Our first impressions of Varanasi after completing our longest journey yet were not great to be honest; culture shock like that when we first arrived in the partly demolished Paharganj, but slowly it is growing on us. We are staying in a very guest house that looks as if it was decorated for the first hippie tourists in the 60s, but that too has become part of its charm. On arrival at the train station we had been instructed to go to the little tourist information booth, where we were sat down by a very old, very serious Indian man who showed us a map, circled where we were staying, drew lines where it was safe to walk and made us promise that we would not under any circumstances talk to anyone on the streets. I had already read about druggings, scams and criminal activity that went on here (my light reading on the train) and so took his advice very seriously.
Of course Rob being Rob managed to make two friends on the walk from the car (tank) to the guest house, with me walking and worrying about being abducted the whole way! We managed to shake them off and made it there safely, pestered and flustered but safe, and we’ve managed to avoid talking to anyone else since. As soon as you step outside of the building and into the mind-boggling maze of alleyways you have to shut your mouth tight to block out the swarming flies, ignore every man, child or shopkeeper that asks ‘where you going?’ ‘you want boat?’ ‘where you going?’ ‘come have a seat.’, keep your eyes down for every kind of excrement and walk as if you have the vaguest idea as to where you are going, which of course we do not.

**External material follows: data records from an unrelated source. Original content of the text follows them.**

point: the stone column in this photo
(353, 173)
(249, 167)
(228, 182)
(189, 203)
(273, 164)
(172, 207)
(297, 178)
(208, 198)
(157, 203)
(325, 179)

Yesterday we took a wrong turning out in the alley and walked for a couple of kms, probably in circles until we realised we hadn’t seen any tourists or guest houses for a while, we had to ask for directions to an autorickshaw, and lucked out with correct information and we weren’t even asked for money for it! Sarnath was about half an hour away on alternating pot-holed and cobbled roads, and although still a little crazy, was so calm after Varanasi. It wasn’t how I had pictured it at all, although the ruins of the old monastery and stupas were amazing, some of them dating back thousands of years. We couldn’t help but be really disappointed by how the locals and Indian tourists treated the place; the starting point of a major religion, and they were walking all over the ruins and litter was everywhere. Luckily a lot of the artefacts have been safely placed in a museum, which was really interesting and most importantly (with an outdoor temp of about 36C) air-conditioned.
Apart from our excursion we’ve had a quieter time here, going for little wanders around the local ghats, and unsuccessfully trying to find a temple with erotic carvings which is on the map, right next to our guest house! I think the nicest part of Varanasi has been people watching from the balcony, watching people go up and down the fast flowing river in boats, especially in the evening when everyone watches from boats and balconies as the nightly puja ceremony takes place, and people light little lotus flower candles and set them off down the Ganges (tiny lights in the photo below).
And that is nearly it for our time in India! Tomorrow we head back to Delhi to spend our final few days seeing the sights that we missed the first time and getting our plans finalised for Nepal. It’s been an intense start to our trip, and while three weeks has probably been long enough for this time here, it also seems to be how long you need to actually start liking the place! I would like to come back another time, especially to see Dharamsala ,and the North Western tip which other people have said is a much more laid-back, less tourist focused journey. Rob is not so keen!